There is currently no clinically effective vaccine against leishmaniasis because of poor understanding of the antigens that elicit dominant T cell immunity. Using proteomics and cellular immunology, we identified a dominant naturally processed peptide (PEPCK 335–351 ) derived from Leishmania glycosomal phosphoenolpyruvate carboxykinase (PEPCK). PEPCK was conserved in all pathogenic Leishmania , expressed in glycosomes of promastigotes and amastigotes, and elicited strong CD4 + T cell responses in infected mice and humans. I-A b –PEPCK 335–351 tetramer identified protective Leishmania -specific CD4 + T cells at a clonal level, which comprised ~20% of all Leishmania -reactive CD4 + T cells at the peak of infection.
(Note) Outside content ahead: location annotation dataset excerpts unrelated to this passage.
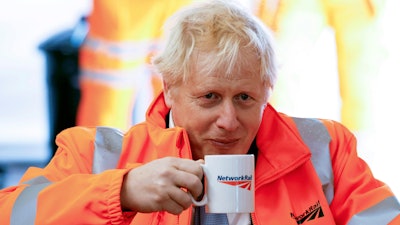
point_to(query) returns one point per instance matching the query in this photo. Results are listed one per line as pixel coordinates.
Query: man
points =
(218, 71)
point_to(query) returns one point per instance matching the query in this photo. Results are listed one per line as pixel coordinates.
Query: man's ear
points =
(167, 95)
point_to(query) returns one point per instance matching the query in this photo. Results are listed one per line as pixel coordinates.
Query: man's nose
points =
(228, 117)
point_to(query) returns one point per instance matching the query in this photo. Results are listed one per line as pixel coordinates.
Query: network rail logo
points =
(243, 181)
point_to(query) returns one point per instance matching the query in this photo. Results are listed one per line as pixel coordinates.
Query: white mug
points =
(229, 184)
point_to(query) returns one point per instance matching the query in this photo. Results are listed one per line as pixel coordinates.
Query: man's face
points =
(221, 115)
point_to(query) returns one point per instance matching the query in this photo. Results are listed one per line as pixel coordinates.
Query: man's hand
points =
(160, 185)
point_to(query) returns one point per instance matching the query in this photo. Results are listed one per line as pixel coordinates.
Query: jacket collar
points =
(280, 148)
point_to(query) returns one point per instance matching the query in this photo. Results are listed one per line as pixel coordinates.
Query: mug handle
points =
(204, 200)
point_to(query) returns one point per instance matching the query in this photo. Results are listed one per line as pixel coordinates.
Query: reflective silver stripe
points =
(382, 213)
(108, 147)
(25, 206)
(316, 137)
(124, 50)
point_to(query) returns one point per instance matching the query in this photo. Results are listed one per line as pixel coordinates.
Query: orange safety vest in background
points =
(307, 172)
(297, 25)
(115, 76)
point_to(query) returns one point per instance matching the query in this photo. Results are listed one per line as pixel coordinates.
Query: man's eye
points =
(209, 95)
(244, 97)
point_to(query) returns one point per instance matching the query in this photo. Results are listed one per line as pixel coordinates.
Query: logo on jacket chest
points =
(311, 213)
PEPCK 335–351 –specific CD4 + T cells were oligoclonal in their T cell receptor usage, produced polyfunctional cytokines (interleukin-2, interferon-γ, and tumor necrosis factor), and underwent expansion, effector activities, contraction, and stable maintenance after lesion resolution. Vaccination with PEPCK peptide, DNA expressing full-length PEPCK, or rPEPCK induced strong durable cross-species protection in both resistant and susceptible mice. The effectiveness and durability of protection in vaccinated mice support the development of a broadly cross-species protective vaccine against different forms of leishmaniasis by targeting PEPCK.